Heather Evans: [00:22:12] I think the most important thing is if you think you have a hernia, you actually can self-refer to our clinics. We have a hernia center at MUSC and we are available to see patients on direct referrals. So you don't have to go see your primary care doctor if you think that that's something that's going on with you. I would also say that if you think you have a hernia, it's best to get it evaluated before it becomes a problem. At least you can have a discussion with a surgeon and understand what the risks and potential benefits of surgery are. I would hate for someone to listen to this podcast and feel like, Well, that's not me. I don't need to be evaluated. We're happy to see anybody that suspects they might have a hernia. And if you're wrong, then you can go away feeling better. But if you do have a hernia, there are solutions. And you know, we talked about hernia surgery. There are things that we can do before surgery to help people with pain and hopefully keeping the hernia from progressing while they're waiting for surgery. But by and large, you're absolutely right. The best treatment for these hernias is to have surgery, and we just want the public to know that we're here and available if they need us.

Erin Spain: [00:23:27] I'm going to ask you a question that we ask every physician who comes on the show. What do you do to optimize your health and live well?

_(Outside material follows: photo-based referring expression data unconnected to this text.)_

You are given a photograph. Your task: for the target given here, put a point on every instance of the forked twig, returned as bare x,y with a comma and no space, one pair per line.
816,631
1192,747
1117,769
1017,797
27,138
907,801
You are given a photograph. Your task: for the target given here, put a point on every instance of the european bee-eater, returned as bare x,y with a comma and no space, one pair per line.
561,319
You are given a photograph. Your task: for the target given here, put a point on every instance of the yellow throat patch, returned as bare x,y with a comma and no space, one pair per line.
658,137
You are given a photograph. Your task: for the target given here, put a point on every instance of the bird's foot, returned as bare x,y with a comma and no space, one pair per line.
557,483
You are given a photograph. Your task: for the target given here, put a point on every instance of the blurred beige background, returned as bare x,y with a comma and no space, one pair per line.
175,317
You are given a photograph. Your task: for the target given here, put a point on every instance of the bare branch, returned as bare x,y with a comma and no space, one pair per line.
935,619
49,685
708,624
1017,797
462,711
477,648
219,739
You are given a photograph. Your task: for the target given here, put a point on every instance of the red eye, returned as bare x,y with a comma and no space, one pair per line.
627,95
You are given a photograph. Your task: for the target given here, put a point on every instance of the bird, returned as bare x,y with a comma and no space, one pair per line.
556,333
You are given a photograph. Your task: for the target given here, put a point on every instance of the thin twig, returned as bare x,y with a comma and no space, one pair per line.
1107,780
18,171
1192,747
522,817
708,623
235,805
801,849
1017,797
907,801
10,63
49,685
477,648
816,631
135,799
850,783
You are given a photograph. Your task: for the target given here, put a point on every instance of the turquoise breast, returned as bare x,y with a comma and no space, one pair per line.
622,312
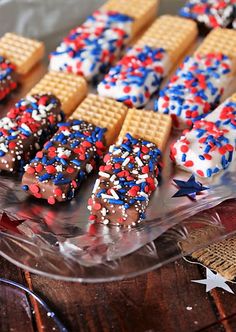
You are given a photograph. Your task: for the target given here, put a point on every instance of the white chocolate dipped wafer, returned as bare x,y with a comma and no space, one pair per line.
198,85
102,112
90,49
23,52
139,73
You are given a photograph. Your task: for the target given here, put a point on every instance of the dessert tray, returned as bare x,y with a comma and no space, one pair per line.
59,242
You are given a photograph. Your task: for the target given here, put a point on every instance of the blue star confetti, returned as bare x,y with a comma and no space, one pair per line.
189,188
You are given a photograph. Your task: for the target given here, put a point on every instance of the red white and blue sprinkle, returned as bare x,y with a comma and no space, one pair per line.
7,78
91,48
195,89
126,180
136,76
210,13
72,153
25,129
209,147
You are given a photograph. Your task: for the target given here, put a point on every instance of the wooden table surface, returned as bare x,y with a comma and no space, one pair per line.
163,300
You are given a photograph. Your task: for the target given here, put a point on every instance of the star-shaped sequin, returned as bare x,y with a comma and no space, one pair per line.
214,280
8,224
189,188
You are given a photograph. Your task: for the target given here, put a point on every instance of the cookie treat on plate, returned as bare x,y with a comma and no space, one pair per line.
139,73
25,128
209,147
130,170
210,14
69,89
74,151
17,57
91,48
199,83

Heather Evans: [00:23:33] I have a wonderfully supportive family, so I have to shout out to my husband and my two boys. I think having people around you that love you and support what you do is so important, and I rely on them tremendously. Physically, I love to cycle and I've started running a little bit this year as well because it was so cold in January, I felt like I didn't even want to get on my bike, but I've been cycling for a long time. My mom actually got me into it when we lived in Seattle, Washington and I actually participated in Lowvelo this past year. It's a wonderful outlet, so I think just having an outlet and being able to get your heart rate up a couple of times a week is really important. And I love to eat. I would hate to stop eating well. So it's my balance, so I'll eat well and I'll also exercise so that I can do that.

Erin Spain: [00:24:25] Thank you, Dr. Heather Evans, for coming on the show and talking to us about hernia repairs and especially when it comes to women. Thank you so much.

Heather Evans: [00:24:33] Oh, it's been my pleasure. Thank you.